Last Saturday, the lovely Robin and I had a great time touring the majestic and imposing Castillo San Cristobal in Old San Juan, Puerto Rico.
The sprawling fortress was built over a period of 150 years by the Spanish to protect the port and city from attack, thus preserving the lucrative plunder of gold and other exports from the New World.
Built on a hill originally known as the Cerro de la Horca or the Cerro del Quemadero, San Cristobal is the largest European fortification in the Americas. When it was finished in 1783, it covered about twenty-seven acres. It is not only an impressive and imposing sight; it also discloses many of the techniques and tactics of sixteenth, seventeenth, and eighteenth-century warfare.

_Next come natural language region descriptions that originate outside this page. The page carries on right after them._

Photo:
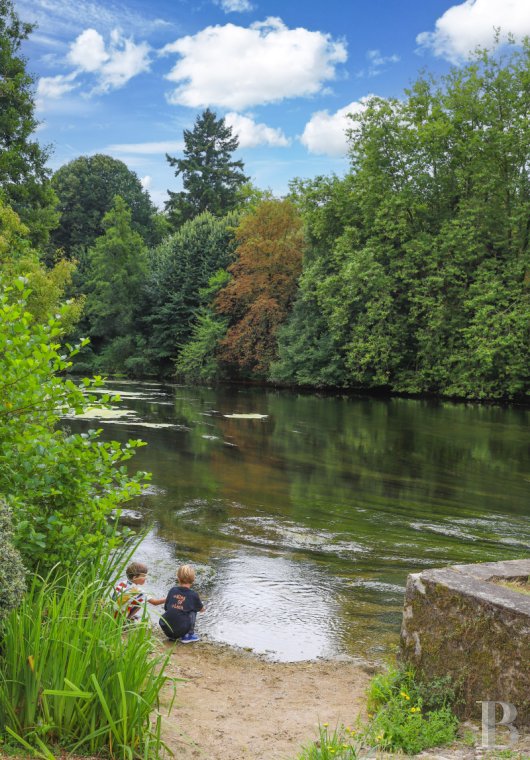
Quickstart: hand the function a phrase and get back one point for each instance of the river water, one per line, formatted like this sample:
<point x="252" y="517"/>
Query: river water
<point x="304" y="520"/>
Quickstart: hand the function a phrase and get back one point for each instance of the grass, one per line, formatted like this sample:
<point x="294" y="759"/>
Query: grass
<point x="73" y="677"/>
<point x="337" y="744"/>
<point x="404" y="715"/>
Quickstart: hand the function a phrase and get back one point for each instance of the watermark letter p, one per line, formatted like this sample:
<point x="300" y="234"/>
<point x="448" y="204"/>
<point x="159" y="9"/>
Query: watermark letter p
<point x="509" y="714"/>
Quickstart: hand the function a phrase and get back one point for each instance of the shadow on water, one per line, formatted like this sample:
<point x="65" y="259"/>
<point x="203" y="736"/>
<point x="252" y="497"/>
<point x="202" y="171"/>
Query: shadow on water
<point x="304" y="522"/>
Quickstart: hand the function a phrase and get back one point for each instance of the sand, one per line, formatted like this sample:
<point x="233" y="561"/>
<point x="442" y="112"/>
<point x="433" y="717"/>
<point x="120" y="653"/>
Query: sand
<point x="235" y="705"/>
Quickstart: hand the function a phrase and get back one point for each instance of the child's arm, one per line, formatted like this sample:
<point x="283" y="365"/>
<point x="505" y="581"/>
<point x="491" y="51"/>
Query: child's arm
<point x="157" y="601"/>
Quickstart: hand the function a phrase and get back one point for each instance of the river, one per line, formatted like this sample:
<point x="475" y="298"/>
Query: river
<point x="304" y="519"/>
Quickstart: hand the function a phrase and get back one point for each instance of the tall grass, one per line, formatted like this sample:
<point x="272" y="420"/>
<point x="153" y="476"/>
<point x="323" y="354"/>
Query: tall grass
<point x="72" y="676"/>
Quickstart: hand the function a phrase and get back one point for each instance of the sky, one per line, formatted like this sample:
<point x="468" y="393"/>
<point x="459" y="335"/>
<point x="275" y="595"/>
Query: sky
<point x="126" y="77"/>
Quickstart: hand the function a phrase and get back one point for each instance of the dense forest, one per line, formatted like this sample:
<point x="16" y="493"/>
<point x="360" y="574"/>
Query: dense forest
<point x="409" y="274"/>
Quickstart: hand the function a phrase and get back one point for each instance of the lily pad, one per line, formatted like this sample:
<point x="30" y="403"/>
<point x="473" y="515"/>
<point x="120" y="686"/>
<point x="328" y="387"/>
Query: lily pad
<point x="249" y="416"/>
<point x="97" y="413"/>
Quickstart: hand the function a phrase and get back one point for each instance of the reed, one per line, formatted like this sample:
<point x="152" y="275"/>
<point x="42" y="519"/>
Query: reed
<point x="75" y="677"/>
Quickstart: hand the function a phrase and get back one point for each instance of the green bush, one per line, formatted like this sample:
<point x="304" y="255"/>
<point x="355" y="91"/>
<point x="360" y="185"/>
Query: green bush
<point x="61" y="487"/>
<point x="12" y="574"/>
<point x="408" y="714"/>
<point x="72" y="678"/>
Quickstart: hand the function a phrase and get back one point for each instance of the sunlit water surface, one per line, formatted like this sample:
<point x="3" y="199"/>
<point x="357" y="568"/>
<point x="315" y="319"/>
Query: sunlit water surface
<point x="304" y="521"/>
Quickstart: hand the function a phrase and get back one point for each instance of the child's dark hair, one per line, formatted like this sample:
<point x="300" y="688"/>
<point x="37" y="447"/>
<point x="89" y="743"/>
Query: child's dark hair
<point x="135" y="569"/>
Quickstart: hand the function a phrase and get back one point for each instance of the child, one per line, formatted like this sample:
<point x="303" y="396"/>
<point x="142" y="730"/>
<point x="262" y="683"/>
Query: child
<point x="128" y="595"/>
<point x="181" y="607"/>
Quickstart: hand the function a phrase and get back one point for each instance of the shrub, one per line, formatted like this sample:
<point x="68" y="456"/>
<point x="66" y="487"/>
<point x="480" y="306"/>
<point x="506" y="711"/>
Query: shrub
<point x="409" y="715"/>
<point x="331" y="745"/>
<point x="61" y="487"/>
<point x="12" y="575"/>
<point x="72" y="678"/>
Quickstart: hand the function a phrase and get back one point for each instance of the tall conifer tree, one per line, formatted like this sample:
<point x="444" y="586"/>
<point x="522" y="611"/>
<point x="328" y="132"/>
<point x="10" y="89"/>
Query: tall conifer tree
<point x="24" y="178"/>
<point x="210" y="177"/>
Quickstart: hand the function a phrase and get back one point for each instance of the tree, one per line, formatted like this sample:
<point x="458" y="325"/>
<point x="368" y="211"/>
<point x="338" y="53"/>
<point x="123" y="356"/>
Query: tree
<point x="180" y="268"/>
<point x="12" y="573"/>
<point x="24" y="178"/>
<point x="210" y="177"/>
<point x="86" y="188"/>
<point x="46" y="285"/>
<point x="418" y="268"/>
<point x="264" y="278"/>
<point x="61" y="486"/>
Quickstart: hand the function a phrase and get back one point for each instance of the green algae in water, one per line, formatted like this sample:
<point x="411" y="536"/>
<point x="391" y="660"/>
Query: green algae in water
<point x="312" y="517"/>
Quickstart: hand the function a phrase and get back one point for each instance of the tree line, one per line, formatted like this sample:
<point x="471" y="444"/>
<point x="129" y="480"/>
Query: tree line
<point x="408" y="274"/>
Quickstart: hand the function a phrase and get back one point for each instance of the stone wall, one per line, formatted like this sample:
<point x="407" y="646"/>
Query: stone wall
<point x="457" y="621"/>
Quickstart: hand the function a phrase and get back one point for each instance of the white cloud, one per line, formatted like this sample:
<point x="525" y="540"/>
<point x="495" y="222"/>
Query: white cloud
<point x="52" y="88"/>
<point x="114" y="64"/>
<point x="63" y="18"/>
<point x="376" y="63"/>
<point x="472" y="23"/>
<point x="88" y="51"/>
<point x="325" y="133"/>
<point x="378" y="60"/>
<point x="236" y="6"/>
<point x="238" y="67"/>
<point x="251" y="134"/>
<point x="147" y="149"/>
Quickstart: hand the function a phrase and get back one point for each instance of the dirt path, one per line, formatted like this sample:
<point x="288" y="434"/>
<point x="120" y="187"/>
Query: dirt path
<point x="235" y="706"/>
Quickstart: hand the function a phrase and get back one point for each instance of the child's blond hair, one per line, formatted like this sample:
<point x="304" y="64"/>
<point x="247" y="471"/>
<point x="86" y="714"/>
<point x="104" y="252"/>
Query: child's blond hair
<point x="186" y="574"/>
<point x="135" y="569"/>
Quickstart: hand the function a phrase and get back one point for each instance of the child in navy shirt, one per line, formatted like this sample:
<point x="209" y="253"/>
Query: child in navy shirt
<point x="181" y="607"/>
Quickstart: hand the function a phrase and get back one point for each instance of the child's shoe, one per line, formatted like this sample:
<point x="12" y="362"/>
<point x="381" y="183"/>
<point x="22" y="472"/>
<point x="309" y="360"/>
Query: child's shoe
<point x="189" y="638"/>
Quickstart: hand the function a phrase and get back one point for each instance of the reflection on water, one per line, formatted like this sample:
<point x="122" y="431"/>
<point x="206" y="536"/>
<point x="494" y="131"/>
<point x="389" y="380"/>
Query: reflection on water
<point x="304" y="515"/>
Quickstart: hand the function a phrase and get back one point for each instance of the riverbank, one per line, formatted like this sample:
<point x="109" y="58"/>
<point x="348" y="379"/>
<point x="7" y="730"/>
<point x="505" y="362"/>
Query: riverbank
<point x="234" y="704"/>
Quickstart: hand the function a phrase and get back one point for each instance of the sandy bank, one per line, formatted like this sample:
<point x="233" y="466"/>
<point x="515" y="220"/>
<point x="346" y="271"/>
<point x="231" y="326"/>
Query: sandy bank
<point x="235" y="705"/>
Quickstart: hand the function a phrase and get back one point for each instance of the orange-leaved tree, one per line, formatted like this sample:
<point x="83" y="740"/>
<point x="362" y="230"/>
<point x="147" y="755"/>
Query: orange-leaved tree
<point x="264" y="279"/>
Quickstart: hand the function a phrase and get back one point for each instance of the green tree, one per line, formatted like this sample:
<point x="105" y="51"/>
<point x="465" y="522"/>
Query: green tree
<point x="61" y="486"/>
<point x="198" y="360"/>
<point x="117" y="265"/>
<point x="210" y="177"/>
<point x="47" y="286"/>
<point x="180" y="268"/>
<point x="12" y="573"/>
<point x="86" y="188"/>
<point x="24" y="178"/>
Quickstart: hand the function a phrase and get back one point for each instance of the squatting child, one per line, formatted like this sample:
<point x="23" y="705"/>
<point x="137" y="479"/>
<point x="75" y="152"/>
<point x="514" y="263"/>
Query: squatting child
<point x="129" y="597"/>
<point x="181" y="607"/>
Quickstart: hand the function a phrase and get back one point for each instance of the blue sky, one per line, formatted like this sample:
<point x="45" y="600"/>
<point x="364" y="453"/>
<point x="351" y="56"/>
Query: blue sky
<point x="125" y="77"/>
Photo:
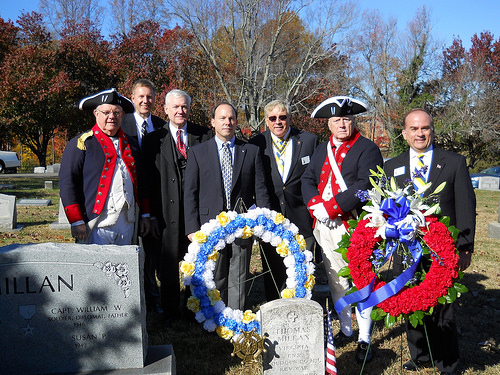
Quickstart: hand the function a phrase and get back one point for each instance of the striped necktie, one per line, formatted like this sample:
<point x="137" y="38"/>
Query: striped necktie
<point x="180" y="144"/>
<point x="143" y="128"/>
<point x="419" y="174"/>
<point x="227" y="173"/>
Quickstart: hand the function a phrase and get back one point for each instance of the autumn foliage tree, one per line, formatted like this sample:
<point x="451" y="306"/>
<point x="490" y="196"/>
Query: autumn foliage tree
<point x="468" y="97"/>
<point x="37" y="95"/>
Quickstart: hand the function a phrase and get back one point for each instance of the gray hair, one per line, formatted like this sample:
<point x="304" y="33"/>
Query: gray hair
<point x="280" y="104"/>
<point x="177" y="92"/>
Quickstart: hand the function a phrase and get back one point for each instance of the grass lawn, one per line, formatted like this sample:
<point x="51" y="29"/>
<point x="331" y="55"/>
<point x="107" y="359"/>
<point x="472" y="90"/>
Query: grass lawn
<point x="200" y="352"/>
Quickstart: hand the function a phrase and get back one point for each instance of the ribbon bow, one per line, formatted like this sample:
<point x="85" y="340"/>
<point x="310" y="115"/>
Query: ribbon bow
<point x="396" y="232"/>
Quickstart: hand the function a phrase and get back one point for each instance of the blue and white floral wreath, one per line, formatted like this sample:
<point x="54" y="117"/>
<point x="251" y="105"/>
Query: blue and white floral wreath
<point x="199" y="264"/>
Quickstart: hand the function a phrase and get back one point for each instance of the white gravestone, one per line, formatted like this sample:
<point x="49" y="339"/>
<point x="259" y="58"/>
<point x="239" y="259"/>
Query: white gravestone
<point x="70" y="308"/>
<point x="294" y="337"/>
<point x="8" y="212"/>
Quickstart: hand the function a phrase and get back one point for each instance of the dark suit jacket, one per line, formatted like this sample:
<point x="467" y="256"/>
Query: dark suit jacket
<point x="203" y="187"/>
<point x="129" y="125"/>
<point x="166" y="178"/>
<point x="457" y="200"/>
<point x="286" y="197"/>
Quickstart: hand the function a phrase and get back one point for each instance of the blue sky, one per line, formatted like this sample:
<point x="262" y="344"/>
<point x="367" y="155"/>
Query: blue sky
<point x="451" y="18"/>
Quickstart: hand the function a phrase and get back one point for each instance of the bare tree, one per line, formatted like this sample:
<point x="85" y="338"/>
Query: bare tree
<point x="129" y="13"/>
<point x="468" y="118"/>
<point x="392" y="66"/>
<point x="262" y="49"/>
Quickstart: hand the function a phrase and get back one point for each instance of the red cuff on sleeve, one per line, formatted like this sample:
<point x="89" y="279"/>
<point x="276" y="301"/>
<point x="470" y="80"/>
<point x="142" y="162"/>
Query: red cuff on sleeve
<point x="73" y="213"/>
<point x="333" y="208"/>
<point x="314" y="200"/>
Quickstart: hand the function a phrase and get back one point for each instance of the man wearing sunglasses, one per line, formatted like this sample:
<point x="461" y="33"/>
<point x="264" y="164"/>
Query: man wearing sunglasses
<point x="100" y="179"/>
<point x="286" y="153"/>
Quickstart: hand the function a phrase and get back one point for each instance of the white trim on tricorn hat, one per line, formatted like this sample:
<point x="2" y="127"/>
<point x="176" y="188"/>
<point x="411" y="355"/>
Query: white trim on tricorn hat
<point x="337" y="106"/>
<point x="110" y="96"/>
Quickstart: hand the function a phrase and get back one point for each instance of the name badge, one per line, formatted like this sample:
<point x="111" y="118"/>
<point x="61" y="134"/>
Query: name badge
<point x="399" y="171"/>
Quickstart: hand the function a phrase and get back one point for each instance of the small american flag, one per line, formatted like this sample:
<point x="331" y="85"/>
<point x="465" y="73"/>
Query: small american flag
<point x="331" y="363"/>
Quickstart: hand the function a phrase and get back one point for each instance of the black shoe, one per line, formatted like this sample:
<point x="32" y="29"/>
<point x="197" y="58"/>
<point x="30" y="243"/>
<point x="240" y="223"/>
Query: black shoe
<point x="415" y="365"/>
<point x="363" y="352"/>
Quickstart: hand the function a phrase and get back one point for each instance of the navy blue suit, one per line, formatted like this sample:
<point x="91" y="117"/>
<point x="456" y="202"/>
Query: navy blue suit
<point x="204" y="200"/>
<point x="165" y="171"/>
<point x="458" y="201"/>
<point x="286" y="197"/>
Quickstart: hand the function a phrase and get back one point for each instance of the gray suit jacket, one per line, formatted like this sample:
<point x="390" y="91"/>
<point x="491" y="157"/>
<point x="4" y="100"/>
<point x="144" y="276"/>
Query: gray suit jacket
<point x="203" y="190"/>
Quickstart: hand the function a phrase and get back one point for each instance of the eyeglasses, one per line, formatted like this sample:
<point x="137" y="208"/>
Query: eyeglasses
<point x="337" y="120"/>
<point x="108" y="113"/>
<point x="274" y="118"/>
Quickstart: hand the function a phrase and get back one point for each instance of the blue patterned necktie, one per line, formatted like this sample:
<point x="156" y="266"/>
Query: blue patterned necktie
<point x="143" y="128"/>
<point x="227" y="173"/>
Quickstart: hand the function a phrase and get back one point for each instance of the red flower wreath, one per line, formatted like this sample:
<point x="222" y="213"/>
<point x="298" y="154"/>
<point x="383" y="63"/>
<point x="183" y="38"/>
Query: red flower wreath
<point x="420" y="297"/>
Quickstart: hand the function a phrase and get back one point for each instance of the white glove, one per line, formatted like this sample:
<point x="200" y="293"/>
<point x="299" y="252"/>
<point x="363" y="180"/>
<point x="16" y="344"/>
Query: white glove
<point x="320" y="213"/>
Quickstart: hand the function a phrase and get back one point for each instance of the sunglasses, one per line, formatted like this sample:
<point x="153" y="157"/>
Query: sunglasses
<point x="274" y="118"/>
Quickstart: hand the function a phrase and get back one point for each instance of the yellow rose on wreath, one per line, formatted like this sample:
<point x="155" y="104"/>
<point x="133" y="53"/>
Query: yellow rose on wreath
<point x="223" y="219"/>
<point x="187" y="268"/>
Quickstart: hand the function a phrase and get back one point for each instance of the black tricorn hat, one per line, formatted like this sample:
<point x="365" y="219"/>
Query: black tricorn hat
<point x="337" y="106"/>
<point x="110" y="96"/>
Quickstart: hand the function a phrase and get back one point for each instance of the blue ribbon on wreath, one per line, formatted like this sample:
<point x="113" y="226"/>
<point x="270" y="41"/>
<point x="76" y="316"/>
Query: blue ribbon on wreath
<point x="396" y="210"/>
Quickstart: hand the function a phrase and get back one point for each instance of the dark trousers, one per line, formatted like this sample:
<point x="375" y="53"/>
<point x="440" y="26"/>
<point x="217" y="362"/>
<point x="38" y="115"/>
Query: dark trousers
<point x="152" y="260"/>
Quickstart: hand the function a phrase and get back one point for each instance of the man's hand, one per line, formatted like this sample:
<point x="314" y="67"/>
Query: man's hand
<point x="144" y="226"/>
<point x="464" y="260"/>
<point x="79" y="232"/>
<point x="320" y="213"/>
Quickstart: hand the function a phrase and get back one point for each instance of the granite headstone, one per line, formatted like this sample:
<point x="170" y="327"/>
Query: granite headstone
<point x="489" y="182"/>
<point x="294" y="337"/>
<point x="70" y="308"/>
<point x="494" y="228"/>
<point x="8" y="212"/>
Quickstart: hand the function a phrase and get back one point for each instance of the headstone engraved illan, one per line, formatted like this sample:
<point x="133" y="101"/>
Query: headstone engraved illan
<point x="294" y="331"/>
<point x="8" y="212"/>
<point x="62" y="220"/>
<point x="71" y="308"/>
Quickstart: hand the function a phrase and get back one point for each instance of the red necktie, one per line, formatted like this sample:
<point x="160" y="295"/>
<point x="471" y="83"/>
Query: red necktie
<point x="180" y="144"/>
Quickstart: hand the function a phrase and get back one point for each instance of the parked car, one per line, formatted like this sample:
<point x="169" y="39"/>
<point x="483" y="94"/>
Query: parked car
<point x="9" y="162"/>
<point x="493" y="171"/>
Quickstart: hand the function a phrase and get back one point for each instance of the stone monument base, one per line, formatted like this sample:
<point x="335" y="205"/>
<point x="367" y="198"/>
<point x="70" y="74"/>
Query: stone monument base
<point x="160" y="360"/>
<point x="494" y="230"/>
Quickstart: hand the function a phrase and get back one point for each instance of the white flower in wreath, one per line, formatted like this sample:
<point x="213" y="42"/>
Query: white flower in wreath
<point x="200" y="261"/>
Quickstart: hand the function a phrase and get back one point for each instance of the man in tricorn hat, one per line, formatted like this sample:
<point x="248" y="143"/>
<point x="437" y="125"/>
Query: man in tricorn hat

Among the notable features of San Cristobal are the many guerites, or sentry boxes. One of these, below, is known as "the devil's box," or "La Garita del Diablo." Various legends claim that soldiers regularly disappeared from this particular guerite, though local stories tell only of one soldier named Sanchez, who fled his post to escape with his girlfriend. The Devil's Box is inaccessible to visitors; it can only be seen from a distance.
One of the casemates in the fortress is furnished so visitors can see how the troops lived during much of the fort's operational life.
Castillo San Cristobal continued to be used for military purposes through World War II, when various vantage points were fortified and used as lookout posts. Below is the view from one of those. I might have volunteered for that duty.
Perhaps most remarkably, San Cristobal is only one of two major fortifications in the system that protected San Juan until sections were destroyed in 1897 to make room for the city's expansion.